Although the band wasn’t formally introduced to the crowd, Billy Corgan is joined in this current line-up by guitarist Jeff Schroeder who has been a band member since the reformation in 2007, and more recently by bassist Nicole Fiorentino and drummer Mike Byrne. During the show it is revealed that the young drummer was not even born when the Smashing Pumpkins first came in to being in 1987. Byrne is clearly a great talent, cutting loose on the drums at the end of United States in what can only be described as a frenzy.

There was little other banter throughout the set, except at one point, for reasons that perhaps only he knows, Billy decided to express his thoughts on what may have influenced the punters to pay $80-odd  to see his band. Perhaps he was disappointed at the less-than capacity crowd, or maybe there wasn’t enough electricity in the air for his liking, but seemingly out of nowhere there came the (now too familiar) speech regarding lack of support for new material. Actually it went along the lines of “Generation X is scared of the future and clinging to the past.”
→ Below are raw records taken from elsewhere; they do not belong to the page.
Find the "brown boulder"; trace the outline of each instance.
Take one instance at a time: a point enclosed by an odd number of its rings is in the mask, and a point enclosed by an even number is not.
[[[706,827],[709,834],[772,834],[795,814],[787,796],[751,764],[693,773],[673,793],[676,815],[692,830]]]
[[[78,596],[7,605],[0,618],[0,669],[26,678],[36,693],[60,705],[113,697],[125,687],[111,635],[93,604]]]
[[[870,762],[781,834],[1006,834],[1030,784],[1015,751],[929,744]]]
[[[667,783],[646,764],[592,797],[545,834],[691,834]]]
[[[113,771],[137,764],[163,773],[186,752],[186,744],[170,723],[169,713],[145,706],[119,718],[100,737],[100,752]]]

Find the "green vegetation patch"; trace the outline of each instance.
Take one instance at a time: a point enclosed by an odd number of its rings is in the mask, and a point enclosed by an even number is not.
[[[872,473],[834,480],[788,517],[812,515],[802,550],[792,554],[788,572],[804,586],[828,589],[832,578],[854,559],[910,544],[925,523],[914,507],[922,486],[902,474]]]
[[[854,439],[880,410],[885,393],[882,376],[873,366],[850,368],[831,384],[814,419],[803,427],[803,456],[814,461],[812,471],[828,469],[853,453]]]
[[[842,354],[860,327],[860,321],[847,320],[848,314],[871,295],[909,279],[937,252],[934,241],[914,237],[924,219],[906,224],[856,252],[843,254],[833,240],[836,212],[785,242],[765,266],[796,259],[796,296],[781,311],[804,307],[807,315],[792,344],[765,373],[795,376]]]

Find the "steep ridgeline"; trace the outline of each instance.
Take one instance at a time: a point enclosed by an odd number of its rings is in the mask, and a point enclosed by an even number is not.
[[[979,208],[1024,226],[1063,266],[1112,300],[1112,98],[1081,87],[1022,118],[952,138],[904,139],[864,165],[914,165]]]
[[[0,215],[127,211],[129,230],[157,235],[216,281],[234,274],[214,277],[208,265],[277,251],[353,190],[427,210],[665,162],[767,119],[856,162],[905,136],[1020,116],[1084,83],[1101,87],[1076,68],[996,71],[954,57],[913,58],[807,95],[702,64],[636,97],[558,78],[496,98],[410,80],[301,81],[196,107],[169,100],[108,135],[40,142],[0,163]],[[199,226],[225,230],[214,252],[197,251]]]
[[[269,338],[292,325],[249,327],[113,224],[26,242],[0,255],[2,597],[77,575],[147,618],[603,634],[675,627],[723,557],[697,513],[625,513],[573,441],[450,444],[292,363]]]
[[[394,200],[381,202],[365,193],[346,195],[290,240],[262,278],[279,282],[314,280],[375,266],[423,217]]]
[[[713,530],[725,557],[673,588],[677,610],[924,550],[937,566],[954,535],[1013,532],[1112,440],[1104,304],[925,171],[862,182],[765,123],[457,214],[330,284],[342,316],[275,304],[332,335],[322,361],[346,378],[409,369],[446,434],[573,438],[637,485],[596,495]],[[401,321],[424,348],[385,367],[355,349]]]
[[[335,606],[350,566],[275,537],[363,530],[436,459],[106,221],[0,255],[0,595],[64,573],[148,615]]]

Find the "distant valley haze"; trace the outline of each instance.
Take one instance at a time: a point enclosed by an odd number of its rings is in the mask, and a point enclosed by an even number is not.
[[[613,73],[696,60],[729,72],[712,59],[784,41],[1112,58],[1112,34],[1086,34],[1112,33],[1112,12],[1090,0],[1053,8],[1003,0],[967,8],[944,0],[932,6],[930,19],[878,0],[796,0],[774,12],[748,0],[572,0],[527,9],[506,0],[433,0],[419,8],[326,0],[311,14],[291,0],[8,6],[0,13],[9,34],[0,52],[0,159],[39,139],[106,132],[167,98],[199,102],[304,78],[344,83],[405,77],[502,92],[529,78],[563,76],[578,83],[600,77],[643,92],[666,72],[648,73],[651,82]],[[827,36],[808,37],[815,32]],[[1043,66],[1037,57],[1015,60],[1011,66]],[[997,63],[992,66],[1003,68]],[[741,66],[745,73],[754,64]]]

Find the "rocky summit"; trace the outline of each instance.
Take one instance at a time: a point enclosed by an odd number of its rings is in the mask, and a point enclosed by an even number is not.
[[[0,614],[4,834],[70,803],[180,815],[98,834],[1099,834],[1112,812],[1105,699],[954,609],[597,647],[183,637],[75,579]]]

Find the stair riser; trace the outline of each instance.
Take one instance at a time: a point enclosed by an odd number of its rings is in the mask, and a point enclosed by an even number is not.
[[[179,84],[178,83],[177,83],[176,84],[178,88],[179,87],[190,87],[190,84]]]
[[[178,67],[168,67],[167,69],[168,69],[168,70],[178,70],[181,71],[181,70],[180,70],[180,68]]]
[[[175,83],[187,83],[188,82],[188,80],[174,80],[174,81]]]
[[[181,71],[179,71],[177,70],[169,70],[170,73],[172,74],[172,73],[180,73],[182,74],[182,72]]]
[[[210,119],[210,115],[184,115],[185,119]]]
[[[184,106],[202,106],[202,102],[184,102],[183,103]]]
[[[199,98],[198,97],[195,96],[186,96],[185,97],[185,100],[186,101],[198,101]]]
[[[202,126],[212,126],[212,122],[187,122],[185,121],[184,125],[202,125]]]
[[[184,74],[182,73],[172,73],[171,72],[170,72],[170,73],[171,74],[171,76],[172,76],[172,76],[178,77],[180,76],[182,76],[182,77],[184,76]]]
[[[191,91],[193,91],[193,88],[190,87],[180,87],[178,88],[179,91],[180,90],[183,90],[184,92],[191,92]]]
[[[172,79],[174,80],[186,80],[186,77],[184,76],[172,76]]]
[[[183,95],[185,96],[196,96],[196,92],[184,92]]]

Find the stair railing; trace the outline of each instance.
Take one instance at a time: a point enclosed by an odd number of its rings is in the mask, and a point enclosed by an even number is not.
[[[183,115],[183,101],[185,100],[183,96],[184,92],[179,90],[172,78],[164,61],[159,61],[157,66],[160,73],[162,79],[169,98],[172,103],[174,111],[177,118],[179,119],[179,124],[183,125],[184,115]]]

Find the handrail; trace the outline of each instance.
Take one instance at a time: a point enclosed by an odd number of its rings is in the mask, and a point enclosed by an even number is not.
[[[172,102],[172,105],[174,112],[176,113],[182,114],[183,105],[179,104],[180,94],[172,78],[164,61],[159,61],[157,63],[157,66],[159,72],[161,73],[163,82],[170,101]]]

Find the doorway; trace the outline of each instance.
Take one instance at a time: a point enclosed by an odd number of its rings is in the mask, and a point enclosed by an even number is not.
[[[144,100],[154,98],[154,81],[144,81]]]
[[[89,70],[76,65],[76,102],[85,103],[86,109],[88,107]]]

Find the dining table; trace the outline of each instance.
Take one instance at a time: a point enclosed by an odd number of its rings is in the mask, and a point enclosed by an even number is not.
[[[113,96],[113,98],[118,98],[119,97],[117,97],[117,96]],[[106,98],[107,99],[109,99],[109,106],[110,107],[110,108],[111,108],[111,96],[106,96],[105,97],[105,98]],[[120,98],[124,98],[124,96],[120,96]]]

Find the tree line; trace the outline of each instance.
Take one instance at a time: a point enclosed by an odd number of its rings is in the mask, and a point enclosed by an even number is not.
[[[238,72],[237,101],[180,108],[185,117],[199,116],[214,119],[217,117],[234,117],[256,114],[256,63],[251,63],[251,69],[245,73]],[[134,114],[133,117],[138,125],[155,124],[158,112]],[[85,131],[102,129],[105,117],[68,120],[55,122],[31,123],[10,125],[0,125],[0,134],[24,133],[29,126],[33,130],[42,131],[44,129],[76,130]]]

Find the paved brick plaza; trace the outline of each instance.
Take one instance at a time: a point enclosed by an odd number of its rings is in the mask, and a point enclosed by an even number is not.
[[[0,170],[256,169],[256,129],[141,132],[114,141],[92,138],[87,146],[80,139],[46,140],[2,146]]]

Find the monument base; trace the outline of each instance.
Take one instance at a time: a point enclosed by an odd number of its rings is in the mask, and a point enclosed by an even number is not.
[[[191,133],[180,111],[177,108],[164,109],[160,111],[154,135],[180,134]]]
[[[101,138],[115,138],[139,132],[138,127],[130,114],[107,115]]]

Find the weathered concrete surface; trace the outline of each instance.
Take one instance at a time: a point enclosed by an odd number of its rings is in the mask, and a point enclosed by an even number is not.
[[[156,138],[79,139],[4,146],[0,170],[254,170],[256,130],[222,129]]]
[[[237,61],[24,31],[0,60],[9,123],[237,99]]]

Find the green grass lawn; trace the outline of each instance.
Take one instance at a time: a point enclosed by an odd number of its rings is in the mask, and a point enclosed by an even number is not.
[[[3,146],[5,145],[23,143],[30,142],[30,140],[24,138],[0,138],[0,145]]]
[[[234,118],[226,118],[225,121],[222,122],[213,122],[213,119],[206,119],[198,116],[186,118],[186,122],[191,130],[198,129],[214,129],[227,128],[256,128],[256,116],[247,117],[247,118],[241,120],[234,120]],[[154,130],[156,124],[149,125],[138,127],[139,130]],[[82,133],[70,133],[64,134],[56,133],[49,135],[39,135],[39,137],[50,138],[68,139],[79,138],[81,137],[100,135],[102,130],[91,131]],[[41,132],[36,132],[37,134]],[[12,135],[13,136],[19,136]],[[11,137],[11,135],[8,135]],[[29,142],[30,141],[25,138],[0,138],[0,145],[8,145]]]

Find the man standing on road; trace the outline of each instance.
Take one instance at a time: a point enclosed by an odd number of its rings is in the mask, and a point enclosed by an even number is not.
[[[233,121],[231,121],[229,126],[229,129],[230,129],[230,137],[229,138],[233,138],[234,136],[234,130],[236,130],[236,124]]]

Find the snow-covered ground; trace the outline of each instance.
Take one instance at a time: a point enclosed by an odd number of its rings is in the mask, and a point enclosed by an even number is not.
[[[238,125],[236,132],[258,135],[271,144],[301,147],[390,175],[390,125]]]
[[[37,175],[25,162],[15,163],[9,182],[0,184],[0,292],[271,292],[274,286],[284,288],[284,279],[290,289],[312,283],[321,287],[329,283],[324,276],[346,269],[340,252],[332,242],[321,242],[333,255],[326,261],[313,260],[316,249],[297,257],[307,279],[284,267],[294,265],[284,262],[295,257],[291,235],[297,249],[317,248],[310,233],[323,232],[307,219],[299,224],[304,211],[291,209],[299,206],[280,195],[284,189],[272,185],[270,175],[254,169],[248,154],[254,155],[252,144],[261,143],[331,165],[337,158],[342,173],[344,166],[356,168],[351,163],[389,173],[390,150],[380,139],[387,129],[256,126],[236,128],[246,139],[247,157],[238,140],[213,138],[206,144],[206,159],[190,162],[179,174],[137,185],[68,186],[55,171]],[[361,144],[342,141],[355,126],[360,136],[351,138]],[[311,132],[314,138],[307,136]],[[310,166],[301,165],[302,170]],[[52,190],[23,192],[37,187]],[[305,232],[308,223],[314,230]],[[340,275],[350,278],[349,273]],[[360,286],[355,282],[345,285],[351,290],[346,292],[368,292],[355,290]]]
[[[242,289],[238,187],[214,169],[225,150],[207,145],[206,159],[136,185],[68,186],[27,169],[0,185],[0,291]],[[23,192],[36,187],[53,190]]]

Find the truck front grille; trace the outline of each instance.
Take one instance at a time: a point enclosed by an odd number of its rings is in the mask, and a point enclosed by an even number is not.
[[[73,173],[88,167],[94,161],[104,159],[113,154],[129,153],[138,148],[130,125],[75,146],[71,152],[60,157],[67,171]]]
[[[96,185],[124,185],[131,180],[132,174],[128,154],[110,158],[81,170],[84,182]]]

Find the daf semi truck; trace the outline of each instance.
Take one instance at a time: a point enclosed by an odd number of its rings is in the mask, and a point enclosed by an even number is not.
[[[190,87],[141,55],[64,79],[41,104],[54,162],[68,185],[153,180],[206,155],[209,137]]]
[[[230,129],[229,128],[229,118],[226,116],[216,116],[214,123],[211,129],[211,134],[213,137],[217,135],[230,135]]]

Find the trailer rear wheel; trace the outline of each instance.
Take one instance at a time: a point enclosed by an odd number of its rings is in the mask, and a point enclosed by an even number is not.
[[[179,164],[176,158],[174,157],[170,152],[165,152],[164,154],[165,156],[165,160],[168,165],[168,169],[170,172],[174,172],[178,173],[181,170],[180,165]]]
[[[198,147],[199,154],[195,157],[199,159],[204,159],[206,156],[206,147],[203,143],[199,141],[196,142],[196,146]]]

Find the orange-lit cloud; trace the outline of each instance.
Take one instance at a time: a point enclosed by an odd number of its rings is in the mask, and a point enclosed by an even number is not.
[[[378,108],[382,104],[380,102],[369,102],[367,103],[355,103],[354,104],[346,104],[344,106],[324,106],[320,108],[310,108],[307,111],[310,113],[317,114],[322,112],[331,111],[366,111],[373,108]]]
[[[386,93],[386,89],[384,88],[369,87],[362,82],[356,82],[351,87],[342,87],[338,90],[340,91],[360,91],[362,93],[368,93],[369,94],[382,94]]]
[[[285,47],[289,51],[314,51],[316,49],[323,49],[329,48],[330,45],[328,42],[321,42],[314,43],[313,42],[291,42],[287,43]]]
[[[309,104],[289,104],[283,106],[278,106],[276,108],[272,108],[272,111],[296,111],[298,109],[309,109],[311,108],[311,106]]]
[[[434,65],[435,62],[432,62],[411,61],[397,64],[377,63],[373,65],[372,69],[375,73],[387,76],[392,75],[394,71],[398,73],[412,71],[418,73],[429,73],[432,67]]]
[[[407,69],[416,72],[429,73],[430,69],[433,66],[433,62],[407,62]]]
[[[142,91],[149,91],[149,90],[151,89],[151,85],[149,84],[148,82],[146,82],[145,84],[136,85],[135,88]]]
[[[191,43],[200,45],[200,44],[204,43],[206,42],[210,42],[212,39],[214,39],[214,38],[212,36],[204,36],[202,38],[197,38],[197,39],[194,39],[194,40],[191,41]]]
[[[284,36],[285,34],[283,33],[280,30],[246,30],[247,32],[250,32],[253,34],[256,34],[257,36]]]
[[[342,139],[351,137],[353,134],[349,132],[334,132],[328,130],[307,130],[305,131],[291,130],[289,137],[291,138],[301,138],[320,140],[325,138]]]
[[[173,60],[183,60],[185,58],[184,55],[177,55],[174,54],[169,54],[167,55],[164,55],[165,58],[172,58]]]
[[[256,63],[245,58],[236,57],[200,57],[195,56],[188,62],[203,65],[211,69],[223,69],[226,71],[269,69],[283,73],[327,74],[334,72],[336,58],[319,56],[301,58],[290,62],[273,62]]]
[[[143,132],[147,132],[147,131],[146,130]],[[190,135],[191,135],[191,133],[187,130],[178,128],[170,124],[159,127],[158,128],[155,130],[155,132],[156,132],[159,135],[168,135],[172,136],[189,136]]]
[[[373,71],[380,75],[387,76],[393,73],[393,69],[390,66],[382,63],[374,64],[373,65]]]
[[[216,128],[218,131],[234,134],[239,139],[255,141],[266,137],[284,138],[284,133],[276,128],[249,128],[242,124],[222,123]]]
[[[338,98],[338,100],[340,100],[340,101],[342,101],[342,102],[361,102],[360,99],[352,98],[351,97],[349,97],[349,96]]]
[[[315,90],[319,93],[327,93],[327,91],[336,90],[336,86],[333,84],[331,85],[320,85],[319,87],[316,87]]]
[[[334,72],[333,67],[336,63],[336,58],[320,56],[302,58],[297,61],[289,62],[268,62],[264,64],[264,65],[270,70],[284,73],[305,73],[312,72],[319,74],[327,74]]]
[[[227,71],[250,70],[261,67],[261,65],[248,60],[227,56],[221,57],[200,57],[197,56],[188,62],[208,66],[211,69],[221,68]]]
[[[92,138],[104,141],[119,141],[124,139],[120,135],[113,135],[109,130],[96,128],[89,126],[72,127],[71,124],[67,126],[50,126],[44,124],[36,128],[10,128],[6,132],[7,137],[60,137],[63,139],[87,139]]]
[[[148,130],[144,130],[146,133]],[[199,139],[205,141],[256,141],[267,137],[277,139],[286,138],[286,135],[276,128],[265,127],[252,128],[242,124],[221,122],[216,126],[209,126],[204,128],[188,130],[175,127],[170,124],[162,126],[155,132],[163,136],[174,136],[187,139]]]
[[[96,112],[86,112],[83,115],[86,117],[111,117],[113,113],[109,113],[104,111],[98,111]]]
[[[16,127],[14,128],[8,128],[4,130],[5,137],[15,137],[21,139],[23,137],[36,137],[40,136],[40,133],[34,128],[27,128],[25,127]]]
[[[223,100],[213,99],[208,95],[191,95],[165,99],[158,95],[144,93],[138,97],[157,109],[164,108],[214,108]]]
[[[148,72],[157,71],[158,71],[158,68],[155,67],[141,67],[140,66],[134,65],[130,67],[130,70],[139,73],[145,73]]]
Corgan is such an eloquent and intelligent guy, that it disappoints me to witness this monologue time and again. At a glance the majority of the crowd appeared to be Gen Y, which made it seem pointless for Corgan to unburned himself on those who had turned up to the show in frustration at those who had not. Regardless of this, everyone there seemed to be happily enthralled throughout the entire set, which consisted more of new or obscure songs than it did nineties throw-backs.

This was not more evident than as the show was rounding off with “Gossamer”, the lengthy track that only gets whipped out during live shows, and varies in time-frame from anywhere between 15 to over 30 minutes (this rendition clocked in at about the 17 minute mark). It is a good sign when the crowd isn’t lost during a quarter-of-an-hour masturbatory, psychedelic guitar improv session. The reasoning behind leaving the crowd with an encore such as this can only be speculated upon. It seems that Billy might be stuck between two emotional driving-forces: that desire to play to a sold-out, euphoric and engaged crowd, and the desire to be free as an artist to play whatever he wants and fully explore the possibilities of the bands sound on stage. Numbers such as “Gossamer” and “United States” are made to play live, giving the band this freedom to cut loose with endless jamming sessions and are never performed exactly the same way twice. To many audience members this is worth more than just cookie-cutter live renditions of the hits.

When a band has as long and varied a history as The Smashing Pumpkins, there is always going to be tracks that are missed and albums that are untouched. The only reference to the Gish era, we joked, was Billy’s shirt. The audience wasn’t left wanting, with Corgan managing a fulfilling mix of impressive new songs and favourites. As “Gossamer” came to a close and the band said their goodbye’s the applause continued, prompting Corgan to remain on stage for a short while, thanking the crowd for their appreciation. Billy Corgan is nothing if not one of the best guitarists of his generation, an amazing performer, and it is his ability to offer up these unique performances that make The Smashing Pumpkins such a great live act.